In step 3, the decision-support system could either fully rely on an LLM, or combine an LLM with another component or other components.Footnote 33 In the latter alternative, the other component would determine the decision to issue or deny a building permit, and the LLM would be prompted to generate the decision text including the explanation for this given decision. In the former alternative, the LLM would freely generate the decision text and, by this, determine the decision to issue or deny a building permit. Both alternatives require a domain-specific LLM that has been trained on specific training data, comprising not only relevant legal provisions, legal commentaries, documents on the legislative process and court rulings on these provisions, but also examples of decisions. As it has not been clarified yet whether, and if so, under which conditions, training on synthetic data could achieve satisfying results and the effective anonymisation of training data is not yet possible with reasonable effort,Footnote 34 the training would have to rely on historical real-world decisions. Where there are not enough real-world decisions available to train a performant model, LLM-based data augmentation technologies can be applied to expand and diversify the training data set by creating variations of available data in an automated manner.Footnote 35
In step 4, the decision draft of the LLM serves as the starting point for the human decision-maker’s considerations. The human decision-maker’s task consists in thoroughly assessing the suggested decision rather than developing their own decision from scratch or composing it from existing text blocks and, usually, additional text for the individual case. Unlike text blocks, the draft of the LLM already consists of a complete and continuous text that has been generated for the specific case. Compared to writing a decision from scratch or composing it based on text blocks, taking an LLM’s draft as a starting point of administrative decision-making has the potential to largely reduce the time that human decision-makers take to extract decision-relevant information from complex case files and arrive at their decision.
LLMs could draft various other kinds of administrative decisions, eg, the decision of a data protection authority to impose an administrative fine on a data controller under the GDPRFootnote 36 , Footnote 37 the decision of an authority to ban certain slogans at a demonstration, or a financial supervisory authorities’ decision to deny an applicant the authorisation to provide financial services. LLMs could especially facilitate the efficiency of administrative decision-making where this requires processing large amounts of texts that take substantial efforts to read, analyse or write, ie, where the decision-making is based on comprehensive file material, or the decision requires extensive explanations. Furthermore, LLMs are capable of generating highly varied texts that cannot be composed from commonly used text modules, making them especially valuable in unique cases that demand a thorough individual evaluation.

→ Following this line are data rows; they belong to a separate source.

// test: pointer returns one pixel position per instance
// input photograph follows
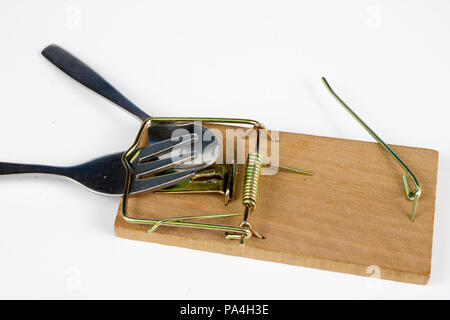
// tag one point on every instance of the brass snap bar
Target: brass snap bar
(250, 189)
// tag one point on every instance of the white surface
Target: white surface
(253, 59)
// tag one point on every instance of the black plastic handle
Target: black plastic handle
(82, 73)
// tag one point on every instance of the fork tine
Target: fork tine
(155, 166)
(158, 182)
(152, 150)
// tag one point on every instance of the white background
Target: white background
(250, 59)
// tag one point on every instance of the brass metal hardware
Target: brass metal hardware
(250, 190)
(218, 178)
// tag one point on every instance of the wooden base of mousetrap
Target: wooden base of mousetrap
(352, 216)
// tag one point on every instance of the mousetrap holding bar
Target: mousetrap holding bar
(205, 181)
(253, 169)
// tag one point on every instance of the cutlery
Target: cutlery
(106, 175)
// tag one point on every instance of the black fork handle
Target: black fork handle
(18, 168)
(82, 73)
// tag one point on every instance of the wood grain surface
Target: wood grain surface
(352, 214)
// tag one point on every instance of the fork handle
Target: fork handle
(18, 168)
(79, 71)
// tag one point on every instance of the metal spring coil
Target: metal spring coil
(251, 179)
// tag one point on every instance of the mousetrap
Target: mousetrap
(333, 204)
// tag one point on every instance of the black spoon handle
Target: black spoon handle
(82, 73)
(17, 168)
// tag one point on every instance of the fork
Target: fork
(106, 175)
(83, 74)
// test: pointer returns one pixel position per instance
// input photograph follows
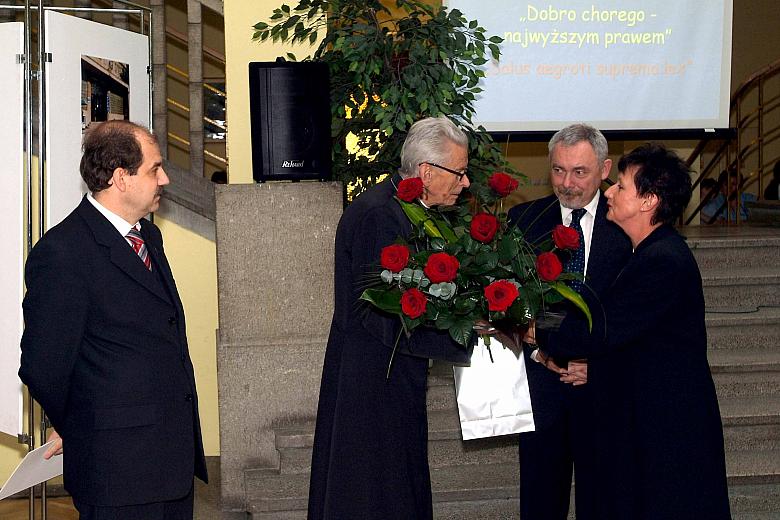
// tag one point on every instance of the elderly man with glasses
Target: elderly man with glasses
(370, 457)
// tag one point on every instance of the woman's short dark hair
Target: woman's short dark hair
(108, 146)
(661, 172)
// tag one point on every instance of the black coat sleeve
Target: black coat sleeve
(55, 314)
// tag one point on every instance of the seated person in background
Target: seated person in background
(708, 193)
(772, 191)
(726, 202)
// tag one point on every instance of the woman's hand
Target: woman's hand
(576, 373)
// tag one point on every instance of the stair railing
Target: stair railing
(754, 147)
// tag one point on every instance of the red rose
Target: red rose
(566, 237)
(548, 266)
(410, 189)
(441, 267)
(483, 227)
(502, 183)
(413, 303)
(394, 257)
(500, 295)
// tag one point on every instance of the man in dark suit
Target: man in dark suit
(370, 457)
(563, 438)
(104, 349)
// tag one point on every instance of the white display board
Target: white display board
(617, 64)
(12, 234)
(76, 45)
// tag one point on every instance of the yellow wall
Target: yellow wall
(240, 50)
(193, 260)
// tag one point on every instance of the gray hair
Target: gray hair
(426, 142)
(577, 133)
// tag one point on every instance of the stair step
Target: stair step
(754, 498)
(743, 286)
(753, 467)
(739, 328)
(751, 423)
(721, 246)
(467, 487)
(748, 359)
(464, 483)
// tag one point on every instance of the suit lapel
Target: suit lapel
(601, 246)
(160, 262)
(119, 251)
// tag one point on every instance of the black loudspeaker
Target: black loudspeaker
(290, 117)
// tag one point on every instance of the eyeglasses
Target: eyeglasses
(458, 174)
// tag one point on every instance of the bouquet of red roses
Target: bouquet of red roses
(467, 264)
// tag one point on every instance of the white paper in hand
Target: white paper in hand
(33, 469)
(493, 395)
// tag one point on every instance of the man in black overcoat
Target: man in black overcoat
(370, 458)
(563, 437)
(104, 349)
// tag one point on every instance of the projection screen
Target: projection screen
(618, 64)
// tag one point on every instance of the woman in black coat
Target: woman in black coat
(660, 435)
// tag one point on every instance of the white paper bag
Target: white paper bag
(493, 397)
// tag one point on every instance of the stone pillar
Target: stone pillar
(275, 280)
(159, 75)
(195, 66)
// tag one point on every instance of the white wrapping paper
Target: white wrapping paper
(493, 397)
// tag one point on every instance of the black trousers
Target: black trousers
(548, 456)
(180, 509)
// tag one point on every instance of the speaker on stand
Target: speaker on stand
(290, 121)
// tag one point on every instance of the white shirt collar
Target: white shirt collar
(121, 225)
(590, 208)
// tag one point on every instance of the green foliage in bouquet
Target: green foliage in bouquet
(391, 63)
(466, 264)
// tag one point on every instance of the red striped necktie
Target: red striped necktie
(137, 243)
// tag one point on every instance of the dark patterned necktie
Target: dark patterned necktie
(137, 243)
(577, 262)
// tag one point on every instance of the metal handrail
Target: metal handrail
(186, 76)
(185, 108)
(733, 152)
(183, 141)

2. LLMs as a tool for concerned individuals
Potential use cases for LLMs in the context of administrative decisions are not limited to the decision-making but the models could also prove useful for addressees of administrative decisions. LLMs could classify, translate, or summarise decisions albeit these tasks require especially high precision in the legal context. LLMs furthermore could provide in-depth explanations of decisions and possible responses, legal analyses to identify legal errors, and even draft complaints. Such tools could either support legal counsels of concerned individuals. They could make legal remedies available to especially vulnerable groups that lack access to legal counselsFootnote 38 by generating complaints that concerned individuals can directly file with the competent authority or court. A hackathon on generative AI held in June 2023 aimed to explore, among other things, tools based on LLMs to translate legislation and other legal documents into simpler language,Footnote 39 or to generate human right appeals for asylum seekers in an automated manner.Footnote 40
IV. Selected practical and legal challenges
Whether or not LLMs enable sufficiently good tools for both decision-makers and individuals who are concerned by decisions is an open research question. There are various concerns and doubts about both the practical feasibility of such tools and their legal compliance. The following sections introduce some of these challenges and, where applicable, highlight connections between them. Concretely, the article introduces practical and legal challenges regarding the suitability of LLMs for legal reasoning tasks (section IV.1), human oversight over LLMs (section IV.2) and the “memorisation” of training data (section IV.3).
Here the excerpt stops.